Elizabeth Feodorovna Romanov en tant qu'abbesse (1918)
La Grande Duchesse Elisabeth Fiodorovna a été une épouse dévouée qui servait son mari, le Grand Duc Serge Alexandrovitch, sincèrement et de façon chrétienne. Après la mort tragique de ce dernier, elle a continué son chemin chrétien ayant consacré sa vie au service de Dieu et du prochain. De ses «rôles» les plus importants dans sa vie, l’épouse et la bienfaitrice, la fondatrice de la communauté de miséricorde «Marthe et Marie», nous avons parlé à l’historien et l’auteur du livre «Elisabeth Fiodorovna» de la série de livres, Dmitri Grichine.
Qu’est-ce qui vous a attiré dans la personnalité de la Grande Duchesse Elisabeth Fiodorovna, pourquoi vous vous êtes mis à écrire un livre sur elle?
La personnalité d’Elisabeth Fiodorovna a été en fait à peine visible durant la plus grande partie de sa biographie. A son arrivée en Russie en 1884, elle s’est tout de suite dissipée dans la personnalité de Serge Alexandrovitch, elle est devenue une partie de lui. Sa vie personnelle, ses idées, sa perception du monde, tout s’est dissous en lui. Ce n’est pas par hasard qu’on les percevait comme un tout. La Grande Duchesse voyait tout par la perception de son mari, par ses yeux: la Russie, la culture russe, les traditions, le peuple russe. Compte tenu de tout cela, j’ai essayé de voir sa personnalité, son caractère. L’image de la Grande Duchesse Elisabeth Fiodorovna est devenue pour moi non pas abstraite, mais très vivante et réelle.
L'historien Dmitry Grishine
Mon objectif a été d’écrire une biographie laïque d’une personne admirable, avec les traits forts et faibles, avec ses qualités et ses défauts. Au fur et à mesure que j’avançais avec le travail, il devenait clair qu’il n’est pas si simple de le faire parce que le personnage du livre est une sainte.
La foi, a-t-elle été le motif déterminant dans tout ce qu’elle faisait?
Plus j’écrivais plus je voyais que sa vie était en premier lieu le chemin de la sainteté.
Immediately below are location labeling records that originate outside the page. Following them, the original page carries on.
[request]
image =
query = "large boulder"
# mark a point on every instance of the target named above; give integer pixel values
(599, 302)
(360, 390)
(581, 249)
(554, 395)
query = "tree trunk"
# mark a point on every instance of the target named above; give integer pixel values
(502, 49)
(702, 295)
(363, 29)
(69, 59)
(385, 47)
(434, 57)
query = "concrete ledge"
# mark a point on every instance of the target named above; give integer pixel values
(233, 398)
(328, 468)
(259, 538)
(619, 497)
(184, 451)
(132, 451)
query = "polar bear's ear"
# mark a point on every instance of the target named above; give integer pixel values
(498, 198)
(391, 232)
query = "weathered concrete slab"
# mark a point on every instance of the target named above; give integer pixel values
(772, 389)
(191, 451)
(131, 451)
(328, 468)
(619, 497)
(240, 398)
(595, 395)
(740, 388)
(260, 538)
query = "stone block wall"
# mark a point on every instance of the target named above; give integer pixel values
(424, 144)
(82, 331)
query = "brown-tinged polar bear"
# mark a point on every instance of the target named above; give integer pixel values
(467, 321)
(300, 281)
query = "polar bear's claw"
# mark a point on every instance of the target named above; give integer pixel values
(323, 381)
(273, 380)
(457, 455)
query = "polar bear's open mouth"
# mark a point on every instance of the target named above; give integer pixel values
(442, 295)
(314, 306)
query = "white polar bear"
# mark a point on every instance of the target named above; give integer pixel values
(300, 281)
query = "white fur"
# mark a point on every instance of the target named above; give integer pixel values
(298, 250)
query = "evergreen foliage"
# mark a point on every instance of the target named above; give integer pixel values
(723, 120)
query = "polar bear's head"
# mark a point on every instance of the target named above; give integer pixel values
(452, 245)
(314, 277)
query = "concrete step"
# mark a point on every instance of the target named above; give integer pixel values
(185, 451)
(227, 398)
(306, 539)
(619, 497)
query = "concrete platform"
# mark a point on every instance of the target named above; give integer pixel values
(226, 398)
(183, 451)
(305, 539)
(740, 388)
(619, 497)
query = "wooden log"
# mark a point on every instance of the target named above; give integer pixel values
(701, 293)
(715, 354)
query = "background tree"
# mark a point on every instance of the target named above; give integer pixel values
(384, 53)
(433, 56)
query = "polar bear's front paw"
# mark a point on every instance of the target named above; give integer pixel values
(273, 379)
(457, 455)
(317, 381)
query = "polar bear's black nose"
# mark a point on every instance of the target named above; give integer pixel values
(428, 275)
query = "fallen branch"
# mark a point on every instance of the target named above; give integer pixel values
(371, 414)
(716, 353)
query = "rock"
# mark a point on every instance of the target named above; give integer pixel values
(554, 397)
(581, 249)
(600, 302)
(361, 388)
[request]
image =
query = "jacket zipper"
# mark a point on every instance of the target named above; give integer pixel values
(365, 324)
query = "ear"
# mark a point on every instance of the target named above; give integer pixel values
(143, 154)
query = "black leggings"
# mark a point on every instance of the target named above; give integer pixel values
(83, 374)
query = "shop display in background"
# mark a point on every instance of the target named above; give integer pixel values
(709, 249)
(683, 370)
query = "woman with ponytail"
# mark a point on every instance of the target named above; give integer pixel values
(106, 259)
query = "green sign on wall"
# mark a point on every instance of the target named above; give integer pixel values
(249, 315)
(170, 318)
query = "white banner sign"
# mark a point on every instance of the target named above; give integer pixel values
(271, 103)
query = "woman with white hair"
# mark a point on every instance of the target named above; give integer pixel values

Elle était une fille ordinaire, puis une jeune fille avec son caractère. Un nombre de circonstances de la vie la pose sur un «escalier» spirituel et elle commence à monter. Elle comprenait que le chemin vers le haut passait par des souffrances.
Princesse Elisabeth de Hesse et du Rhin, plus tard la grande-duchesse Elisabeth Fedorovna de Russie (1887)
Elle a écrit une lettre vers son frère Ernest quand la seule fille de celui-ci était morte. La Grande Duchesse Elisabeth Fiodorovna le console et dit que par cette épreuve il s’élevera. Moi, elle écrit, je fais mes efforts, je monte vers le haut, mais je tombe à nouveau, je ne peux pas m’élever parce que je n’ai subi rien de pareil. Ceci a été dit peu de temps avant la mort de son époux Serge Alexandrovitch. Après sa mort, commence sa montée sur son propre Calvaire à travers de très grandes épreuves.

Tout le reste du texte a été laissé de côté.